18 questions entre alimentation, logement, transport et  consommation
L'empreinte écologique moyenne d'un Français est de 56 400 m²/an. Et vous?
6 octobre 2008 1 06 /10 /octobre /2008 15:03
Le prix Nobel de Médecine et de physiologie honore cette année,

les Français Françoise Barré-Sinoussi et Luc Montagnier pour la découverte du VIH,







                          
 









l'Allemand Harald zur Hausen qui a montré la responsabilité de papillomavirus (HPV) dans le cancer du col de l'utérus.









Luc Montagnier, lors d'une conférence internationale à Abidjan, a dédié sa récompense "à tous les malades du sida" et annoncé un "vaccin thérapeutique" d'ici à quatre ans, en ajoutant qu'il cherchait maintenant "des traitements complémentaires qui vont permettre d'éradiquer l'infection ".
"J'avoue que j'étais à 100 lieues de m'attendre à cette nouvelle" a déclaré Mme Barré Sinoussi, ajoutant avoir, après 1983, consacré "entièrement sa carrière à la recherche sur le virus".

La découverte de Françoise Barré-Sinoussi, 61 ans, et du professeur Montagnier, 76 ans, "a été essentielle à la compréhension actuelle de la biologie de cette maladie et à son traitement antirétroviral", selon le comité.
"L'importance de leur travaux doit être considérée dans le contexte de l'épidémie omniprésente dans le monde [33 millions de personnes séropositives actuellement dans le monde] et qui affecte près d'1% de la population", note encore le comité Nobel.

Harald zur Hausen, 72 ans, ancien directeur du centre de Recherches sur le cancer en Allemagne, qui a isolé le "virus du papillome humain" ou papillomavirus (VPH), responsable du cancer du col de l'utérus, deuxième type de cancer le plus répandu chez les femmes a déclaré:  "Ce prix signifie beaucoup pour moi parce que d'un côté, c'est un domaine passé de plus en plus au premier plan dans la recherche sur le cancer, c'est-à-dire celui du rôle des agents infectieux dans le cancer, qui a été récompensé".

Le Président de la République, Nicolas Sarkozy a adressé "ses plus vives félicitations" aux trois lauréats du Nobel, et a déclaré que "Ce prix Nobel honore l'ensemble de la médecine et de la recherche biomédicale françaises et européennes. Il est un encouragement à poursuivre les réformes favorisant l'excellence et l'innovation dans le domaine de la recherche" et ajouté que la "découverte du virus du SIDA au début des années 1980 a marqué le début d'une période d'intenses recherches ayant conduit à la mise au point des traitements anti rétroviraux. Aujourd'hui des millions de personnes à travers le monde bénéficient de ces traitements" puis "C'est le premier prix Nobel de médecine attribué à une équipe française depuis celui décerné au Professeur Jean Dausset en 1980".
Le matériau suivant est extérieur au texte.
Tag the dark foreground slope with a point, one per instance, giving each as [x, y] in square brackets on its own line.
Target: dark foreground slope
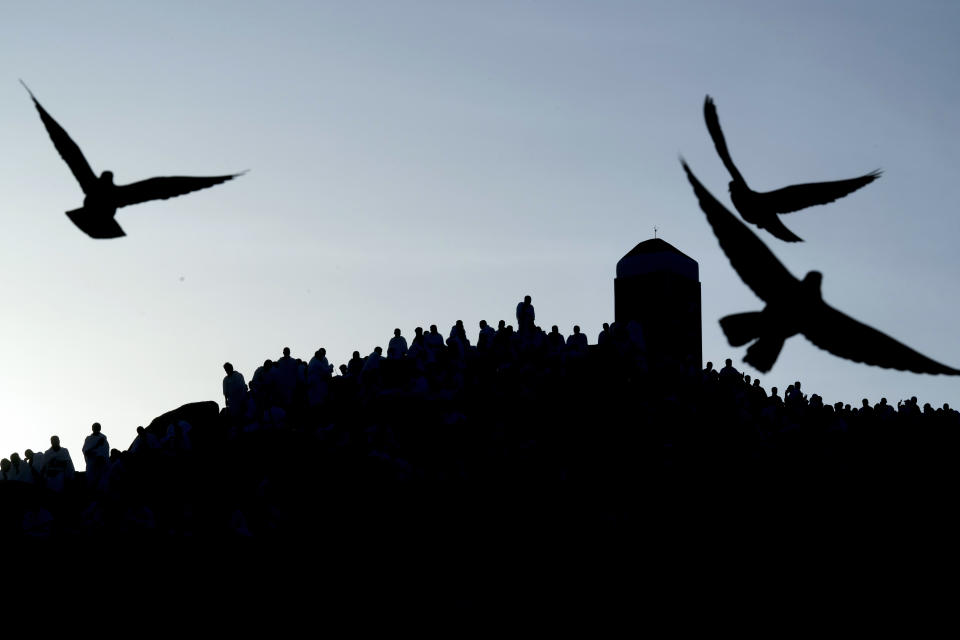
[533, 444]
Un communiqué de son prédécesseur à l'Elysée, Jacques Chirac, précise que l'attribution du Nobel "témoigne de l'importance que la communauté internationale attache à la lutte contre ce terrible fléau qu'est le SIDA. Elle récompense les avancées considérables réalisées sur la maladie, et notamment la mise en place des premiers traitements. Elle couronne également l'excellence et la vitalité de la recherche française ainsi que le remarquable travail effectué par nos chercheurs qui contribuent, chaque jour, à la grandeur et au rayonnement de la France"

Ils recevront leur prix de 10 millions de couronnes suédoises, soit 1.02 million d'euros (à diviser pour moitié à l'Allemand et pour moitié aux deux Français) des mains de Sa Majesté le Roi  Carl XVI Gustav de Suède le 10 décembre, date du décès d'Alfred Nobel (1833-1896), industriel suèdois et inventeur de la dynamite.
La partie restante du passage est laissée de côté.